清くて正しい社内恋愛のすすめ
「いいよ」

 加賀見が優しい顔で答え、穂乃莉は入り口に足を向けた。

 そして自動ドアに映った自分の姿を見てはっとする。

 そうだ。さっきからずっと、加賀見の腕にしがみついたままだったのだ。


「ご、ごめんっ」

 穂乃莉は慌ててパッと腕を離すと、取り繕うように髪を耳にかけながら下を向いた。

「ほら」

 すると加賀見の低い声と共に、目の前に手が差し出される。

「え……」

「一応出張中だけど、これぐらいはいいだろ?」

 加賀見がにんまりとほほ笑み、穂乃莉はパッと顔を上げると、加賀見の手のひらに自分の手を重ねた。

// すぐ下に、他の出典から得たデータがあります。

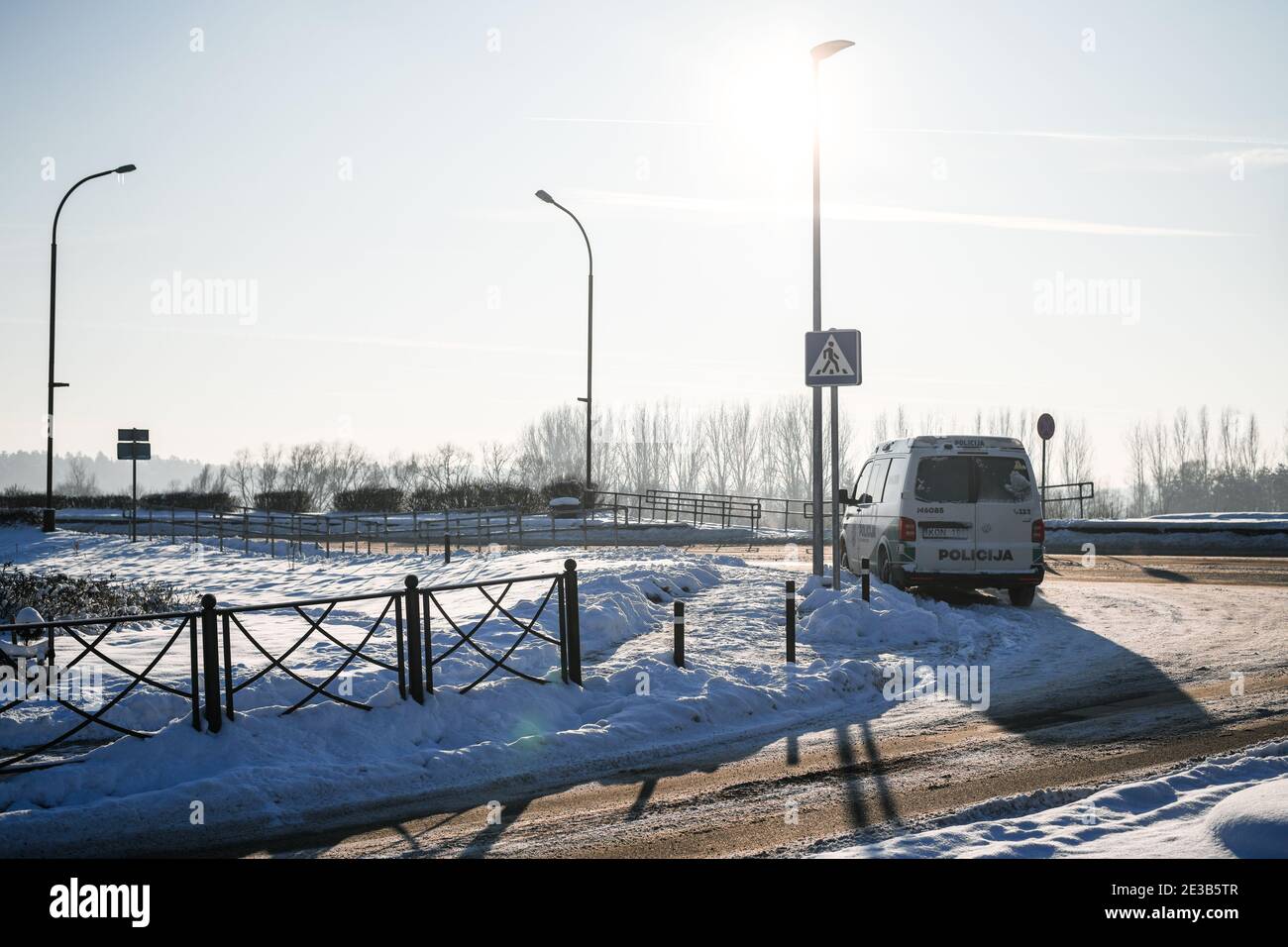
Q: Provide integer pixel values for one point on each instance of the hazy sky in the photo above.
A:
(366, 169)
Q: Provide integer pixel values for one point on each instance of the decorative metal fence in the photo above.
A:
(1085, 491)
(213, 682)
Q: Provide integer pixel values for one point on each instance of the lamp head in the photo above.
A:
(831, 48)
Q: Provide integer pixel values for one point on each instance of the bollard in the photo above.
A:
(210, 663)
(574, 620)
(791, 621)
(411, 608)
(678, 648)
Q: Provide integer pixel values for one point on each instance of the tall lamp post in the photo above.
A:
(590, 325)
(819, 53)
(48, 519)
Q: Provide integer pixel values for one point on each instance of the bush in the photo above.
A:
(220, 501)
(27, 500)
(566, 486)
(58, 595)
(369, 500)
(472, 493)
(284, 501)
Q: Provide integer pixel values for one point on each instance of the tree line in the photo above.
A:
(1186, 463)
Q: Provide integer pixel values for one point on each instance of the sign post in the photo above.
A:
(1046, 429)
(133, 445)
(832, 359)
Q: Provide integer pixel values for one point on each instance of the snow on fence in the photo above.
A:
(42, 702)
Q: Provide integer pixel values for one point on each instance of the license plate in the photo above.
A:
(943, 532)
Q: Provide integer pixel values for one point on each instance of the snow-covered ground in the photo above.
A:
(1233, 805)
(267, 772)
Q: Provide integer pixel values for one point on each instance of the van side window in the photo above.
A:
(877, 480)
(894, 479)
(1004, 479)
(861, 480)
(943, 479)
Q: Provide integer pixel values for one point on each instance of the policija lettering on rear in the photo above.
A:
(73, 900)
(977, 554)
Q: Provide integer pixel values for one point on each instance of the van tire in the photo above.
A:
(1021, 595)
(885, 573)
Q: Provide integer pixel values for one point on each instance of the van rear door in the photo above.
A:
(944, 514)
(1008, 504)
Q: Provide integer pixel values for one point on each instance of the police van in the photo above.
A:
(958, 512)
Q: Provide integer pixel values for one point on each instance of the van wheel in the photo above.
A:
(885, 571)
(1022, 595)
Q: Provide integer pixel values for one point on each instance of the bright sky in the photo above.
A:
(368, 170)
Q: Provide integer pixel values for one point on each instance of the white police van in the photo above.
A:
(960, 512)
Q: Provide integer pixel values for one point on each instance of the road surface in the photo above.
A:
(838, 780)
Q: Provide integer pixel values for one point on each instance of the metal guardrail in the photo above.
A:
(1086, 491)
(211, 682)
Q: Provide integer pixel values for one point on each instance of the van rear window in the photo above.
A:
(943, 479)
(973, 479)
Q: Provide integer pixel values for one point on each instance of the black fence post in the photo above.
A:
(429, 644)
(574, 620)
(196, 676)
(412, 611)
(228, 669)
(791, 621)
(678, 650)
(210, 661)
(563, 631)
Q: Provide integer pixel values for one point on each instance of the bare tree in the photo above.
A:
(78, 479)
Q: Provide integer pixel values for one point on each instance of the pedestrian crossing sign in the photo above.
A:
(833, 357)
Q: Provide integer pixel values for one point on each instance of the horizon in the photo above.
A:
(1057, 234)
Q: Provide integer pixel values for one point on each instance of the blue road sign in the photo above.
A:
(833, 357)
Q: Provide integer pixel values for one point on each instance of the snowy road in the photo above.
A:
(1136, 698)
(1111, 676)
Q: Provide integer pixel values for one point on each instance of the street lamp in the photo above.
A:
(818, 54)
(590, 324)
(48, 521)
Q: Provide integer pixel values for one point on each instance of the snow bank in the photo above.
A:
(1218, 534)
(1233, 805)
(268, 774)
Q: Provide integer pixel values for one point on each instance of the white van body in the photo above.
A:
(958, 510)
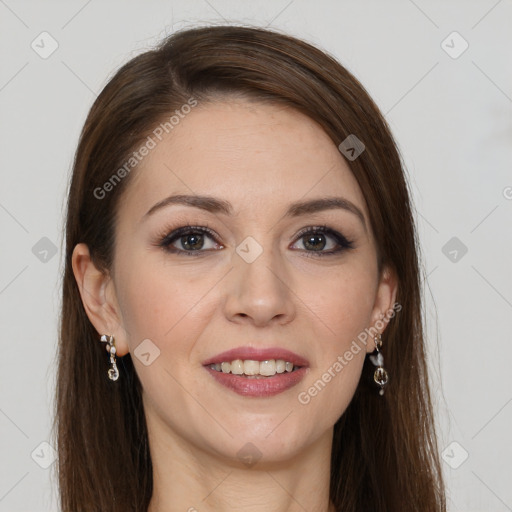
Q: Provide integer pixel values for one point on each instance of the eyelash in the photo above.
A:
(166, 239)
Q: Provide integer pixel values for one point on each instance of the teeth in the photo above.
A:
(252, 368)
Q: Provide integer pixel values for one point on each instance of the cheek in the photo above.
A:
(169, 306)
(341, 303)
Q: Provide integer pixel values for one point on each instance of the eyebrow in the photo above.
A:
(214, 205)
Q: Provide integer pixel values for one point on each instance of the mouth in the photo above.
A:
(257, 372)
(251, 369)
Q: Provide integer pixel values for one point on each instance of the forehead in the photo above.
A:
(253, 155)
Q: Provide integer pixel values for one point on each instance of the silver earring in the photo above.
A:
(113, 373)
(380, 375)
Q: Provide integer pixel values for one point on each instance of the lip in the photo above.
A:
(264, 387)
(258, 387)
(257, 354)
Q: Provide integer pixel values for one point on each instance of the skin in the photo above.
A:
(260, 158)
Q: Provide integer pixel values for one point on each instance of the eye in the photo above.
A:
(323, 241)
(189, 240)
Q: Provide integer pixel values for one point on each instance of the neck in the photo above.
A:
(192, 479)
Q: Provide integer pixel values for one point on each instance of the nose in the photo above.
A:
(259, 292)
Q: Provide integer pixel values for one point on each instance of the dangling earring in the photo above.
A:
(380, 375)
(113, 373)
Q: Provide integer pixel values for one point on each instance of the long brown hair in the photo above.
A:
(385, 456)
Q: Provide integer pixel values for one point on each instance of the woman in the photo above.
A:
(240, 239)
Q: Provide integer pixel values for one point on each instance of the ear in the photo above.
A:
(99, 297)
(383, 309)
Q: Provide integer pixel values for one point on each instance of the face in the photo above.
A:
(248, 260)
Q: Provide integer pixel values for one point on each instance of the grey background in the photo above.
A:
(452, 118)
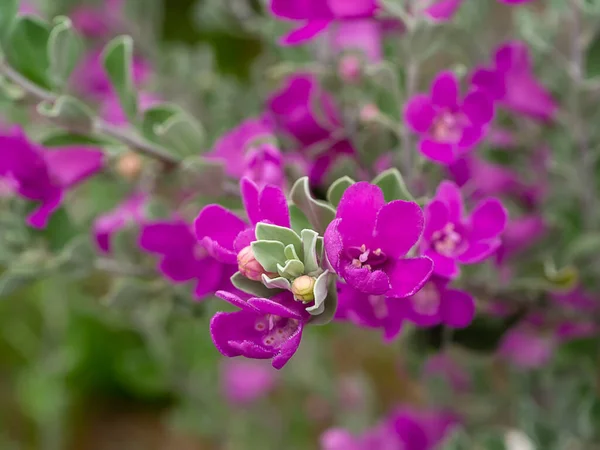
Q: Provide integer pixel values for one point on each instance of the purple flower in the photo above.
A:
(245, 382)
(512, 83)
(262, 328)
(306, 113)
(367, 243)
(249, 151)
(350, 23)
(448, 126)
(131, 210)
(443, 365)
(370, 311)
(182, 257)
(224, 234)
(526, 347)
(42, 175)
(89, 77)
(451, 237)
(436, 304)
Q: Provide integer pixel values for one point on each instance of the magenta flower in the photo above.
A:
(249, 150)
(224, 234)
(436, 304)
(43, 176)
(367, 243)
(308, 115)
(131, 210)
(512, 83)
(245, 382)
(182, 258)
(349, 23)
(370, 311)
(262, 328)
(452, 238)
(448, 126)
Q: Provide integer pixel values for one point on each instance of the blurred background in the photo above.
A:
(104, 361)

 繋いだ手から加賀見の温もりがじんわりと伝わってくる。

 穂乃莉は自分の心臓のドキドキが、手のひらを伝って加賀見にバレてしまうんじゃないかと思いながら、またぎゅっと繋ぐ手に力を込めた。


 加賀見と手を繋いだまま、しばらく店内をゆっくりと歩いて回る。

 店はさほど広くはないが、適度に観光客で賑わっていた。

 やはり“びわにゃん”の営業効果は絶大のようで、枇杷ジュースや“びわにゃん”グッズを手にしている人をちらほら見かける。